The Cathedral’s Veil of Unforgotten Hours
A woman treads with footsteps drowned in echoes of decay.
Her mantle, black as ravens’ throats, consumes the ashen light,
While specters of her yesterdays unspool into the night.
The nave extends its gauntlet cold, a spine of marble chill,
Each pillar crowned with carven saints whose eyes no tears can spill.
She halts where stained glass martyrs bleed in hues of tarnished gold,
Their fractured limbs cast down to trace the story never told.
A locket burns against her breast—a heart turned to a tomb—
Its hinge, a rusted memory; its portrait, winter’s bloom.
She parts the chain with trembling hands (the past’s unyielding noose)
And gazes on the face now lost to time’s relentless truce.
“Once more,” she breathes to vacant air, “once more I’ll tread that hour
When laughter fell like petals through our sunlit ivory tower.”

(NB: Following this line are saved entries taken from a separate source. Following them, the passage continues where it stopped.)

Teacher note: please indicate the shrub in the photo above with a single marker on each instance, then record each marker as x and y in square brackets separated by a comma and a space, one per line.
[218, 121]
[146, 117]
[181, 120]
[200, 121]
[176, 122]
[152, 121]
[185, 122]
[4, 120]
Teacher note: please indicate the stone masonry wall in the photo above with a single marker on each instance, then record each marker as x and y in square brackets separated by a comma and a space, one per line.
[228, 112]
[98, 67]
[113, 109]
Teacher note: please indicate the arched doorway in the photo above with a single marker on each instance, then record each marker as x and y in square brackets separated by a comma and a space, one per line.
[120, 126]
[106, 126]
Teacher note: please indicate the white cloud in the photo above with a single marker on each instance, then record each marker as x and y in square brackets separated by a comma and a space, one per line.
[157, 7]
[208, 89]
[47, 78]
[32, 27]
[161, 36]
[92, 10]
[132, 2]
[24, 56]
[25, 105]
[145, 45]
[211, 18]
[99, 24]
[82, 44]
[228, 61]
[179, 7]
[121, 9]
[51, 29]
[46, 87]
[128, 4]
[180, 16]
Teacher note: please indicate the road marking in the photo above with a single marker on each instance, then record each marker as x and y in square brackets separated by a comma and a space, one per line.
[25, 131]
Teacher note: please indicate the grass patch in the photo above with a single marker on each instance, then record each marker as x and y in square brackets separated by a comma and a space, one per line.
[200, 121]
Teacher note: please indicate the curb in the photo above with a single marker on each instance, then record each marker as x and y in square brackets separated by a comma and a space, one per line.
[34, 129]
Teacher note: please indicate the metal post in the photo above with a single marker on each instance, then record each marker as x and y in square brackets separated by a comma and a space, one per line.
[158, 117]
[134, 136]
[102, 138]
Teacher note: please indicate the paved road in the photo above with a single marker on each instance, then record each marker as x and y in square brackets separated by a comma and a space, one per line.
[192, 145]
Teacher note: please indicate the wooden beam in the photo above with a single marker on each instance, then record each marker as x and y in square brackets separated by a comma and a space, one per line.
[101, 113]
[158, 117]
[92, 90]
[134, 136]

But silence answers, thick and old as dust on ledgers sealed—
The cathedral drinks her whispered hope, gives nothing but revealed.

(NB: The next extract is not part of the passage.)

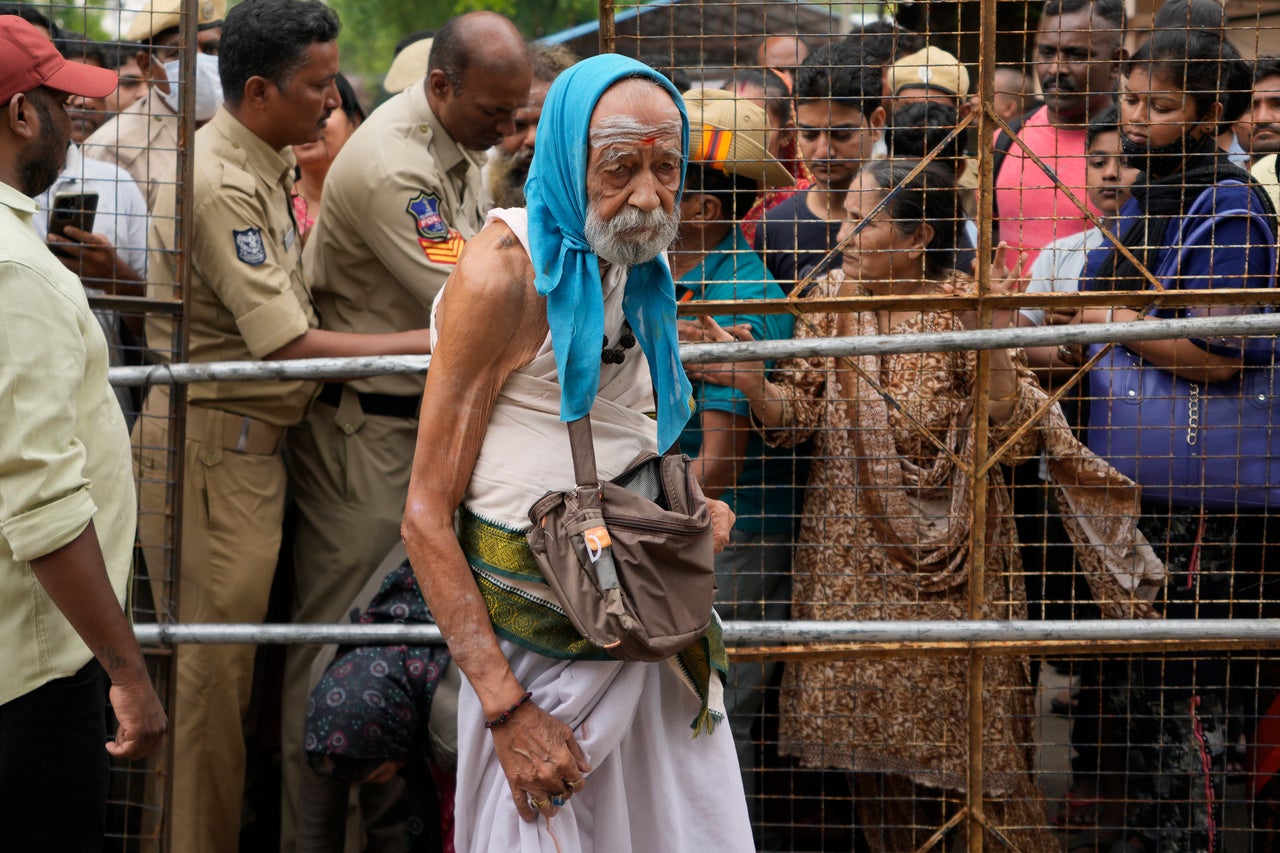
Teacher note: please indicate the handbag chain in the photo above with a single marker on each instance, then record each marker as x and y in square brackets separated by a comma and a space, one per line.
[1193, 415]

A draft ascends from crypts below, a sigh through rotted wood,
Extinguishing her single taper’s frail and grieving hood.
Darkness pools around her skirts, climbs slow as rising tide,
Yet in that black, a glimmer stirs—a door cracks open wide.

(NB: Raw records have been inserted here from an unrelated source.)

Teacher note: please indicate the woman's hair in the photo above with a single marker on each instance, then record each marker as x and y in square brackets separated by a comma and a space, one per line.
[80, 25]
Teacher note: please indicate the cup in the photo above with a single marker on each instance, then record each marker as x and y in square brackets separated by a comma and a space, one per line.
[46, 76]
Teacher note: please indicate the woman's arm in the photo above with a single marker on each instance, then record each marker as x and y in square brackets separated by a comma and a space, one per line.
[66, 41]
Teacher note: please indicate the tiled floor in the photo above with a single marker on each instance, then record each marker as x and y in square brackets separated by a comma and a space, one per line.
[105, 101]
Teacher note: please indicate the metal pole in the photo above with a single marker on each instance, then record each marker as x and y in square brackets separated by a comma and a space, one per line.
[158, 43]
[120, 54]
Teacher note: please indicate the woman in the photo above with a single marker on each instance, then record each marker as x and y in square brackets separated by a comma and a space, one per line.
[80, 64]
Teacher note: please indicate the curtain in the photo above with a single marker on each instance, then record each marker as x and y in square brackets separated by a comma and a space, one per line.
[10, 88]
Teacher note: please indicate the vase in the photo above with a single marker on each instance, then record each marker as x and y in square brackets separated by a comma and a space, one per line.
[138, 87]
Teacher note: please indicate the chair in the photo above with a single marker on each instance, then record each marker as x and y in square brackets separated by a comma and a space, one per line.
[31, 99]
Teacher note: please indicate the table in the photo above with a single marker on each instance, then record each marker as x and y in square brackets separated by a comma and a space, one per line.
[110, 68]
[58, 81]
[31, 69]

Not stone nor oak but something thin as veil between two breaths,
Through which she spies a ghostly park where life defies all deaths.
There, beneath the elm’s broad arm (now ash in present’s flame),
A child chases dandelion seeds none else dare claim.
Her throat constricts around a name the years have stripped to bone,
As phantom winds lift golden hair she’d mourned as hers alone.
“Come back,” she pleads, but iron gates materialize between,
Their bars the chains of consequence, their lock what might have been.
The vision bleeds like watercolors ravaged by the rain,
Yet still she lunges through the gloom, a moth to memory’s flame.
Her fingers graze the shifting mist—oh, cruel mirage of touch!—
And suddenly the floor gives way to sands she clutches much.
Not sand, but shards of shattered glass from windows time has slain,
Each fragment sharp with echoes of a joy now turned to bane.
They cut her palms to ribbons raw, this Eucharist of pain,
As choir loft unleashes whispers none can quite restrain:
“Seek you the child who slipped between the seconds’ slender cracks?
The one you turned from for a breath to study commerce’s tracks?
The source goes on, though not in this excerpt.